3月28日(土)、関西大学の千里山キャンパスで開催された日本薬学会第146年会「高校生サイエンスフェスタ」において、連携校 札幌大通キャンパス 国際コースの牧内さん(1年)が研究発表を行いました。当日は、全国から19校の高校生が参加し、薬学や科学の分野における研究発表を行うとともに、大学の先生や研究者と交流できる場となりました。

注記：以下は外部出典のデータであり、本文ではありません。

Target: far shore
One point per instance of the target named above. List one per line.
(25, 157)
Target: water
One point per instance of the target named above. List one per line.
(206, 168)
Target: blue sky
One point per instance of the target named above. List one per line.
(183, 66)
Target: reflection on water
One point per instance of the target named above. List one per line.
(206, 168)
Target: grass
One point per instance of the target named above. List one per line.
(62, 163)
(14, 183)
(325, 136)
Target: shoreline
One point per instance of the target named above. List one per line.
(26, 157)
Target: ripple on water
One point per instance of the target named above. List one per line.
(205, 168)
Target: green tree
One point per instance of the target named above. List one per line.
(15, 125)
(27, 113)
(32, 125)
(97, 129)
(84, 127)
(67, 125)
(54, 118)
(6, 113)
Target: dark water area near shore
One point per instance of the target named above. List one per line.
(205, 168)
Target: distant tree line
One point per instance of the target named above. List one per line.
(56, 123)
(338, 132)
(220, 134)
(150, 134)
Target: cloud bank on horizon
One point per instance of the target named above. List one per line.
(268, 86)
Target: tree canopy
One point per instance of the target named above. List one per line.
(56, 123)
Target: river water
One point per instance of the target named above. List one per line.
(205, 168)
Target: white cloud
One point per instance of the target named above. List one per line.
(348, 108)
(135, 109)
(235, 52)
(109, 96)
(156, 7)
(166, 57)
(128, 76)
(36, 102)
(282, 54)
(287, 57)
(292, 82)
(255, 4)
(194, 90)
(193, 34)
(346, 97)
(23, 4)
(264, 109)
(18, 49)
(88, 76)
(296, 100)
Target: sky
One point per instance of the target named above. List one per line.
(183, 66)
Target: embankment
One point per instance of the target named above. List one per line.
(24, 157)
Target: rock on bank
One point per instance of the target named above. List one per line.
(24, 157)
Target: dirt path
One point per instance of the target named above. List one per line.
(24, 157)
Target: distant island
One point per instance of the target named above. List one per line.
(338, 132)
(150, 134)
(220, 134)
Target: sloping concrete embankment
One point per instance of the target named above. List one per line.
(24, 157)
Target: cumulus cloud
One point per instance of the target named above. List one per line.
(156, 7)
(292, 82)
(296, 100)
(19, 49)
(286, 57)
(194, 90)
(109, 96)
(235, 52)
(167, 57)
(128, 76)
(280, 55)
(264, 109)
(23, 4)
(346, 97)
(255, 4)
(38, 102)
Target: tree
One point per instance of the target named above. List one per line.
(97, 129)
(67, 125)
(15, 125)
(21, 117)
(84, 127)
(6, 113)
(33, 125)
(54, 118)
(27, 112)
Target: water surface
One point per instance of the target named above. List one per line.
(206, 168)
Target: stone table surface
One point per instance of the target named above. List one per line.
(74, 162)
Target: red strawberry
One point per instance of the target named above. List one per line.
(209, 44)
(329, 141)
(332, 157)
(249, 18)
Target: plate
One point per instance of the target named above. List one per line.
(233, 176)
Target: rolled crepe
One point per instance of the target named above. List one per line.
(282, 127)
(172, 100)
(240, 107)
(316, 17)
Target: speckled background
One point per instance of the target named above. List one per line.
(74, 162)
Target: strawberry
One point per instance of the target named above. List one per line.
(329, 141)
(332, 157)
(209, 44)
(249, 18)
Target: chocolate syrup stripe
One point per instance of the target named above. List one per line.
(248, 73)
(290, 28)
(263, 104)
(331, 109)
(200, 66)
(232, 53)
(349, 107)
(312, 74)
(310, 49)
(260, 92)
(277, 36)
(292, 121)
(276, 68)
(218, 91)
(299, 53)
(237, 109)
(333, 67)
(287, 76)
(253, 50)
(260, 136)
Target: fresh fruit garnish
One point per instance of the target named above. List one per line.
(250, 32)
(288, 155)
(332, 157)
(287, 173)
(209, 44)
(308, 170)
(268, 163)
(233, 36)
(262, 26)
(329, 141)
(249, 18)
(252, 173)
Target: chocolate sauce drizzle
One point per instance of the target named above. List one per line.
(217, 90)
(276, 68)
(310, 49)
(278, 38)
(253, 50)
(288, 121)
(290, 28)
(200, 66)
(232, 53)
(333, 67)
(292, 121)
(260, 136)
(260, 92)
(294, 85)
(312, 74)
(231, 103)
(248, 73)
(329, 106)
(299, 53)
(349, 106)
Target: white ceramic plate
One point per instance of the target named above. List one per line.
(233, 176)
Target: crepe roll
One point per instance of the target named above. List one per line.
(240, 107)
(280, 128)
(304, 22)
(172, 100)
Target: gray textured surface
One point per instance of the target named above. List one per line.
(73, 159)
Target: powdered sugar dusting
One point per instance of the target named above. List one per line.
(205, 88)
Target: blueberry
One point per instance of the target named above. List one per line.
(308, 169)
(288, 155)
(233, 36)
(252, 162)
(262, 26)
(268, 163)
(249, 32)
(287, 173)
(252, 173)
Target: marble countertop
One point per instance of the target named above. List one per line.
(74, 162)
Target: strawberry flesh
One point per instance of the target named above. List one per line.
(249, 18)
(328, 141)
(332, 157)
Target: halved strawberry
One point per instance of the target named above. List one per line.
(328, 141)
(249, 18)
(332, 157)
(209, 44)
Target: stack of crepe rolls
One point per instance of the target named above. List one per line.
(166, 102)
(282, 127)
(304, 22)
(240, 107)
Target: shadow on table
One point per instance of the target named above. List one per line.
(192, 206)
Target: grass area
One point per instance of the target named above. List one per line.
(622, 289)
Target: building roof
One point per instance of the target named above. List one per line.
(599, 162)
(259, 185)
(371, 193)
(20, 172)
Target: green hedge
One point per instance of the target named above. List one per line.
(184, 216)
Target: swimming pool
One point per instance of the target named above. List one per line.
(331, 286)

牧内さんは、「がん細胞の環境感受性に注目した心身の健康と体内環境の関係」をテーマに、心と体の健康のつながりについての探究成果を発表しました。15〜17歳の男女114名を対象にアンケート調査を実施した結果、運動を含む能動的な趣味をもつ人の方が、受動的な趣味をもつ人よりも体調不良が少ない傾向が見られました。日頃から心と体のバランスを整えることが、健康の維持や病気の予防につながる可能性があることがうかがえました。
限られた時間の中で発表する牧内さん
質疑応答の様子
また、質疑応答では、若い世代を対象とした今回の研究を今後どのように発展させていくかについて質問があり、牧内さんは対象を他の年代にも広げていきたいと、今後の展望を話していました。
目次
牧内さんにインタビュー
- 今回、日本薬学会第146年会 高校生サイエンスフェスタ に出場したきっかけを教えてください。
-
生物探究の授業でこの研究に取り組んだことがきっかけです。 先生に学会への参加を勧めていただき、自分の研究をより多くの人に発信してみたい気持ちと、普段は得られないような専門家からの意見や評価を受けることで、自分の研究をさらに深めたいという思いもあり、出場を決めました。
- 研究テーマを選んだ理由を教えてください。
-
がんは日本で長い間、死因の第一位となっている身近な病気なので興味を持ちました。 その中で「環境感受性」という性質を持つと知り、体内環境を変化させる要因として生活習慣や心理状態と関係があるのではないかと思い、このテーマを選びました。
- 研究で一番苦労したことは何ですか?
-
がん細胞の性質と日常生活のデータを結びつけて考察する点で苦労しました。 単なるアンケート結果の分析だけでなく、生物学的な根拠とどう関連づけるかを考えるのが難しかったです。
- 学校でのサポートはありましたか?
-
研究を進める中で、考察や方向性に悩んだときに、先生に助言をいただきました。 自分で考えることを大切にしながらも、必要な場面でアドバイスをいただいたことで、研究を深めることができました。 また、学会への応募も先生に声をかけていただいたことがきっかけであり、とても感謝しています。
- 学会に参加してみてどう感じましたか?
-
自分で考えて取り組んできた研究を発表できたことに、大きな達成感を感じました。 また、他の参加者の発表を聞く中で新しい視点に気づくことができ、とても良い学びになりました。
- 今回の経験を今後どう活かしていきたいですか?
-
今回の経験を通して、自分の研究を発表することの難しさと、結果だけでなくその背景や根拠まで理解して説明することの大切さを学びました。 今後は、より深く考察する力と、相手に分かりやすく伝える力を身につけ、今回の経験を今後の学びや研究に活かしていきたいと考えています。
今回の発表は、牧内さんにとって自分の研究を多くの人に伝えるだけでなく、さまざまな意見に触れながら新しい気づきを得る貴重な機会となりました。今後もこの経験を生かしながら、さらに探究を深められることが楽しみです。